Hopea fluvialis
- Conservation status: Near Threatened (IUCN 3.1)

Scientific classification
- Kingdom: Plantae
- Clade: Embryophytes
- Clade: Tracheophytes
- Clade: Angiosperms
- Clade: Eudicots
- Clade: Rosids
- Order: Malvales
- Family: Dipterocarpaceae
- Genus: Hopea
- Species: H. fluvialis
- Binomial name: Hopea fluvialis P.S.Ashton

= Hopea fluvialis =

- Genus: Hopea
- Species: fluvialis
- Authority: P.S.Ashton
- Conservation status: NT

Species of tree

Hopea fluvialis is a tree in the family Dipterocarpaceae, native to Borneo. The specific epithet fluvialis means "of rivers", referring to species' habitat.

==Description==
Hopea fluvialis grows up to 25 m tall, with a trunk diameter of up to 80 cm. It may also have buttresses and stilt roots. The bark is smooth. The leaves are lanceolate to ovate and measure up to 12 cm long. The inflorescences measure up to 6 cm long and bear up to seven cream flowers. The nuts are egg-shaped and measure up to 1.1 cm long.

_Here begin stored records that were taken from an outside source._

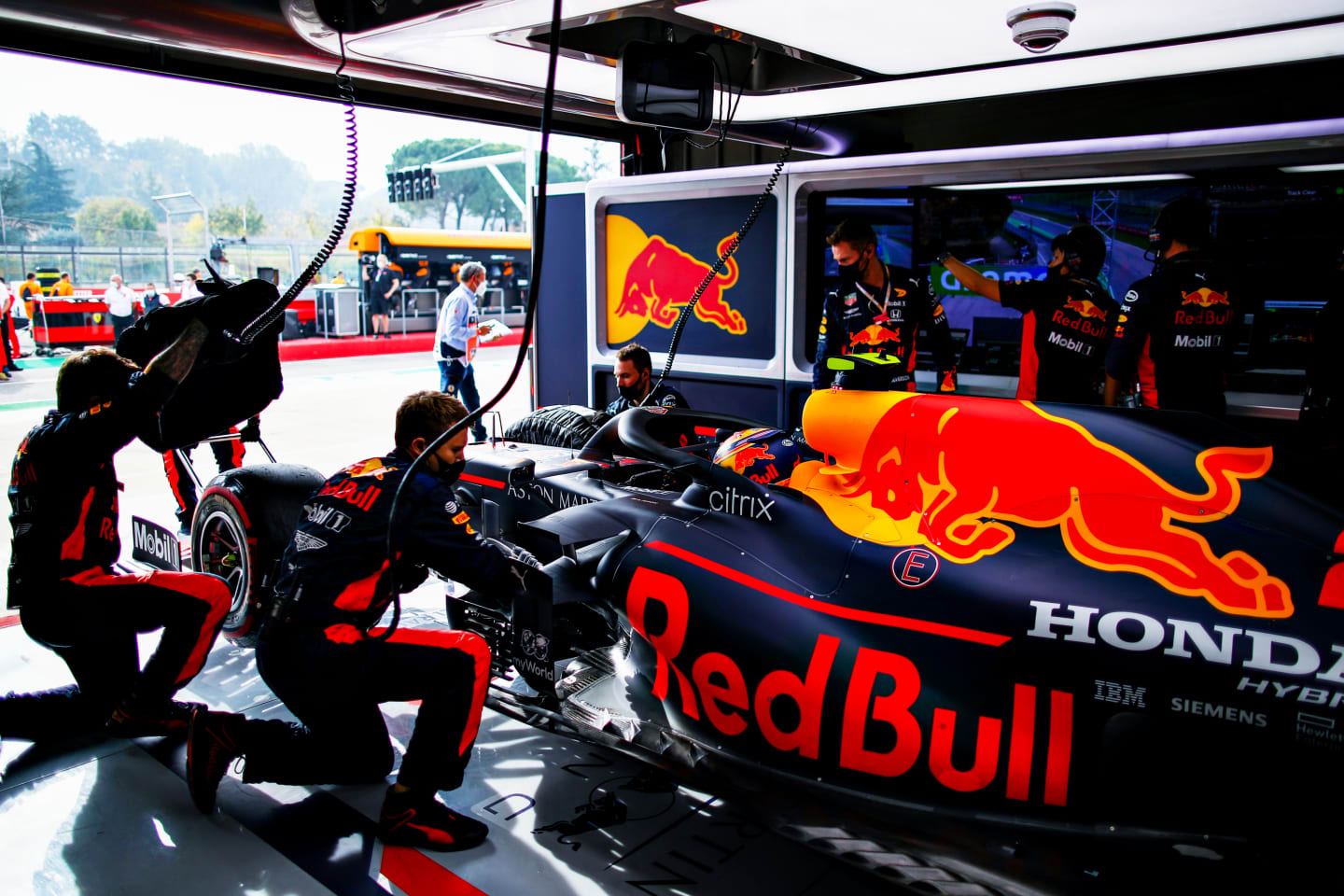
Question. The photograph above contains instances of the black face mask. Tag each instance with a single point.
(852, 273)
(632, 392)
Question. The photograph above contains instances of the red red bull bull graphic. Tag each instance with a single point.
(882, 691)
(657, 254)
(874, 335)
(938, 471)
(1212, 308)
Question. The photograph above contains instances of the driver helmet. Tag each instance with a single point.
(763, 455)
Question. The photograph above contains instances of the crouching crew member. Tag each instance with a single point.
(1178, 326)
(1068, 318)
(879, 308)
(633, 373)
(320, 656)
(63, 496)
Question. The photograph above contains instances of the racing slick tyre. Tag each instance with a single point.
(242, 525)
(558, 426)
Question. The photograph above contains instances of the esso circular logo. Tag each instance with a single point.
(914, 567)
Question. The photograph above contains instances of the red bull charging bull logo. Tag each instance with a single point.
(650, 280)
(958, 474)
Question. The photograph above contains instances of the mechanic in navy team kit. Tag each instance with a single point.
(879, 308)
(320, 656)
(1178, 326)
(633, 373)
(1068, 317)
(63, 496)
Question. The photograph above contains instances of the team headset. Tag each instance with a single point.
(1074, 247)
(1187, 219)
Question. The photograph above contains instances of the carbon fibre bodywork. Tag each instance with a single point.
(1036, 639)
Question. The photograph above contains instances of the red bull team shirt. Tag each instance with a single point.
(1175, 336)
(1066, 328)
(859, 318)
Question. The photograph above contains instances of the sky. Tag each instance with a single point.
(125, 105)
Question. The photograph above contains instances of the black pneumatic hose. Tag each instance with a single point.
(345, 88)
(538, 256)
(720, 263)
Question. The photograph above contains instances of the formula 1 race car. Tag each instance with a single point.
(983, 644)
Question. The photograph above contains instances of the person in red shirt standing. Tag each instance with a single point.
(1068, 318)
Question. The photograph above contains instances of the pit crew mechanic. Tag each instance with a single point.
(633, 371)
(319, 654)
(1176, 330)
(1068, 318)
(63, 492)
(879, 308)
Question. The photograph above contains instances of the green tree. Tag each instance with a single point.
(43, 189)
(74, 144)
(116, 222)
(237, 220)
(455, 189)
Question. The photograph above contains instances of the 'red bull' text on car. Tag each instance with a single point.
(1035, 638)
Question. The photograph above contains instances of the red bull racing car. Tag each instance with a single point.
(980, 647)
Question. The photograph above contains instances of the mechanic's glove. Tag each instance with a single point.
(525, 556)
(947, 381)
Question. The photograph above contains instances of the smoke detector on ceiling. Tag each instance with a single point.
(1041, 26)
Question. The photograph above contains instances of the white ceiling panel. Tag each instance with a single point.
(906, 36)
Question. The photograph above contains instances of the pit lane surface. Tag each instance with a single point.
(115, 817)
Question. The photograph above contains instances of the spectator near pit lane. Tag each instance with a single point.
(121, 305)
(1068, 318)
(382, 287)
(1178, 326)
(879, 308)
(457, 339)
(63, 496)
(633, 371)
(320, 656)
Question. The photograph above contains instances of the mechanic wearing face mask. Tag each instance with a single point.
(633, 373)
(1176, 329)
(320, 656)
(879, 308)
(1068, 318)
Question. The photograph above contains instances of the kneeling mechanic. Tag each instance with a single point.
(323, 660)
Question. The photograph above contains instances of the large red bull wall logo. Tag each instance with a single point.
(659, 281)
(958, 474)
(659, 253)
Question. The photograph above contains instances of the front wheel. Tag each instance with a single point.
(242, 525)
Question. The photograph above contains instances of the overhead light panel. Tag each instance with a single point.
(1066, 182)
(1308, 170)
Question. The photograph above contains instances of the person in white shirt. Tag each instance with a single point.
(121, 305)
(189, 287)
(457, 340)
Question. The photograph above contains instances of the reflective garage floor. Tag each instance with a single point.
(115, 817)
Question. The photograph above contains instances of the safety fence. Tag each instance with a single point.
(139, 265)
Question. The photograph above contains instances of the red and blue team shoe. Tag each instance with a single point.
(420, 819)
(214, 740)
(137, 718)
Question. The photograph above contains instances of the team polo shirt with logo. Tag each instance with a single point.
(1066, 328)
(1175, 336)
(859, 318)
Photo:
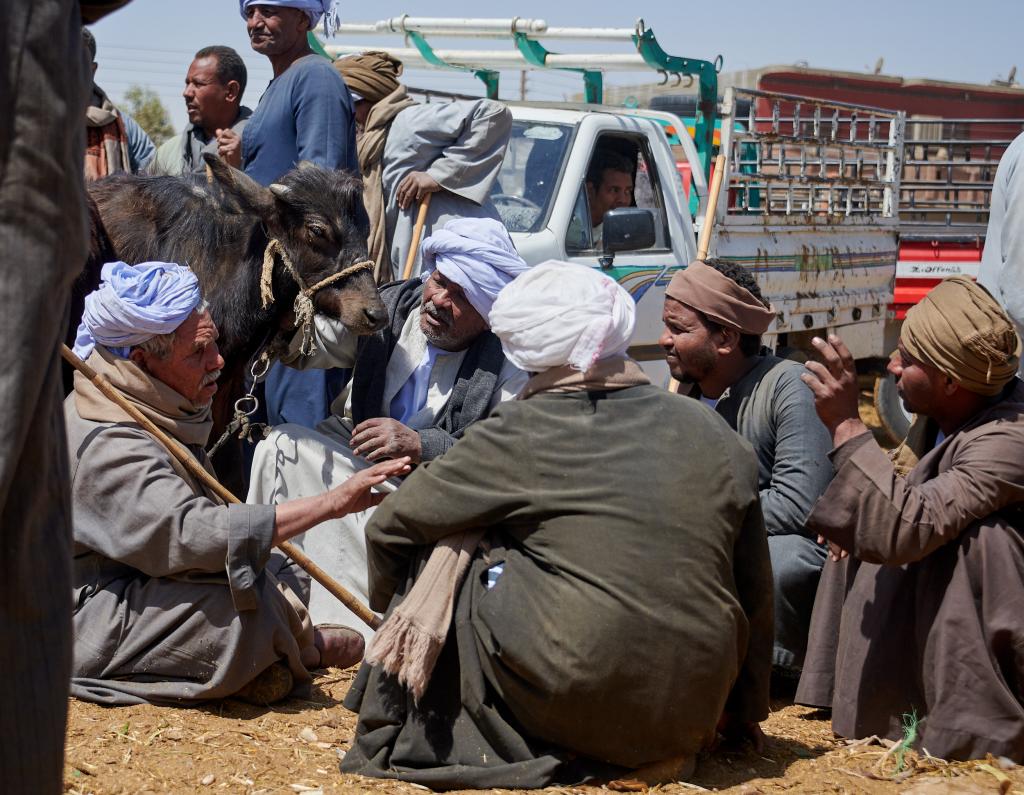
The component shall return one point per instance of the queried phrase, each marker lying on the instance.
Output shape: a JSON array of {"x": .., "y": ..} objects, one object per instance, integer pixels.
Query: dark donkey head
[{"x": 312, "y": 213}]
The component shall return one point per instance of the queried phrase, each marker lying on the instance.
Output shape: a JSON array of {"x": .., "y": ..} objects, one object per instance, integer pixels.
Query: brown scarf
[
  {"x": 371, "y": 151},
  {"x": 107, "y": 141},
  {"x": 169, "y": 411},
  {"x": 410, "y": 641}
]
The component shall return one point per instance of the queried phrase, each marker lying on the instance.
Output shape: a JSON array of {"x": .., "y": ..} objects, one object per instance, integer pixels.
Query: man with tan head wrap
[
  {"x": 408, "y": 151},
  {"x": 926, "y": 616},
  {"x": 714, "y": 318}
]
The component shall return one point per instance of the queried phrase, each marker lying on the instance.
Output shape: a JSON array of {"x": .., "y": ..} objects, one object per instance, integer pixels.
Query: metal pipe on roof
[
  {"x": 535, "y": 29},
  {"x": 503, "y": 58}
]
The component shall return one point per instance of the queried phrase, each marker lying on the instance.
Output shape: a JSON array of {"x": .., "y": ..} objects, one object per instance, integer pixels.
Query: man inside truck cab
[
  {"x": 714, "y": 318},
  {"x": 609, "y": 185}
]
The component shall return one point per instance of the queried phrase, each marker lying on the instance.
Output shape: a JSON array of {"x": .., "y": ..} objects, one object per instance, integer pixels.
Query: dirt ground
[{"x": 295, "y": 747}]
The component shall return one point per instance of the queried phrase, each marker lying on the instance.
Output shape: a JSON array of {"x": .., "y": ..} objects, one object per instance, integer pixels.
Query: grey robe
[
  {"x": 634, "y": 605},
  {"x": 462, "y": 145},
  {"x": 773, "y": 410},
  {"x": 928, "y": 613},
  {"x": 44, "y": 88},
  {"x": 172, "y": 602}
]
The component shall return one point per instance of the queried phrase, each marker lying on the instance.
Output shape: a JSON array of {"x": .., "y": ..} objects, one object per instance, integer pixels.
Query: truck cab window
[{"x": 621, "y": 174}]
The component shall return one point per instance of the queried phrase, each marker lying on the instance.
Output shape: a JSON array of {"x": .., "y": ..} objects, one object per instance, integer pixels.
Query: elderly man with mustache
[
  {"x": 417, "y": 385},
  {"x": 178, "y": 597}
]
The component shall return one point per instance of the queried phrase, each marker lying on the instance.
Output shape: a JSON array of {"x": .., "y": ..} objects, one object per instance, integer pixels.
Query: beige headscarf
[
  {"x": 961, "y": 330},
  {"x": 705, "y": 289},
  {"x": 374, "y": 77}
]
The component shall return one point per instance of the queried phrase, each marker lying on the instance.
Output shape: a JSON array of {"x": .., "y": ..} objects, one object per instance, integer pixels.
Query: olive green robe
[{"x": 635, "y": 603}]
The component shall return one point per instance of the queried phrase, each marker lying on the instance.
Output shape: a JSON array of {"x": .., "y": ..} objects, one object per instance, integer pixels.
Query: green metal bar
[
  {"x": 536, "y": 54},
  {"x": 705, "y": 71},
  {"x": 315, "y": 46},
  {"x": 488, "y": 77}
]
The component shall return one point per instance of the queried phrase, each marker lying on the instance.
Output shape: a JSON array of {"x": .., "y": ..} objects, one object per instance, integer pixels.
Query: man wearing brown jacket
[{"x": 926, "y": 617}]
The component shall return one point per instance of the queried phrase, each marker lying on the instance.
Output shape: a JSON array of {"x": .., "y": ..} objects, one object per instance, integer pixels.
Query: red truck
[{"x": 955, "y": 134}]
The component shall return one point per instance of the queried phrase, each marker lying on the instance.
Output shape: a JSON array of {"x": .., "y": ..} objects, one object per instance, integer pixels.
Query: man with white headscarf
[
  {"x": 581, "y": 585},
  {"x": 417, "y": 385},
  {"x": 177, "y": 596}
]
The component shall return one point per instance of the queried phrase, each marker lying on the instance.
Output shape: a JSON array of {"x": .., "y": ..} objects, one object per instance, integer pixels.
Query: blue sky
[{"x": 151, "y": 42}]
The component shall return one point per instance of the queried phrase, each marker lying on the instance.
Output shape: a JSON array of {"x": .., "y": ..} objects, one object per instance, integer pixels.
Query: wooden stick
[
  {"x": 414, "y": 247},
  {"x": 704, "y": 242},
  {"x": 197, "y": 469}
]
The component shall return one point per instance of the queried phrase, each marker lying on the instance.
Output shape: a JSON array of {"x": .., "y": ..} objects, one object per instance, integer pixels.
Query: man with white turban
[
  {"x": 177, "y": 596},
  {"x": 926, "y": 615},
  {"x": 417, "y": 385},
  {"x": 714, "y": 318},
  {"x": 581, "y": 585}
]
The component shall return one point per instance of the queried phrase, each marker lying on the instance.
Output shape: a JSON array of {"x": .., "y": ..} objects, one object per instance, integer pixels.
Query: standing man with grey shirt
[{"x": 214, "y": 85}]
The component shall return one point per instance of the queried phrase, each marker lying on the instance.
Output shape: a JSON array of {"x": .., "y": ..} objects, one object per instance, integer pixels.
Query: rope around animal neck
[{"x": 303, "y": 306}]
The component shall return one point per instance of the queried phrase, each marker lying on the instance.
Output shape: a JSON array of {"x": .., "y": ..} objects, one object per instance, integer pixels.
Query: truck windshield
[{"x": 525, "y": 183}]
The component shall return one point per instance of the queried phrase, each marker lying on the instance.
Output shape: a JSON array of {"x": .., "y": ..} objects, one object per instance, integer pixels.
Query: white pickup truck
[{"x": 808, "y": 204}]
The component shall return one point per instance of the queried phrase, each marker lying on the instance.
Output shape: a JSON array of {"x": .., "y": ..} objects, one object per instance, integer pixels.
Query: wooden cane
[
  {"x": 421, "y": 218},
  {"x": 197, "y": 469},
  {"x": 704, "y": 241}
]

==Distribution and habitat==
Hopea fluvialis is endemic to Borneo. Its habitat is lowland dipterocarp forests by rivers, to elevations of 970 m.

==Conservation==
Hopea fluvialis has been assessed as near threatened on the IUCN Red List. It is threatened by land conversion for tree plantations and agriculture and by logging for its timber. In Sarawak, fires are also a threat. The species is found in two protected areas in Sarawak.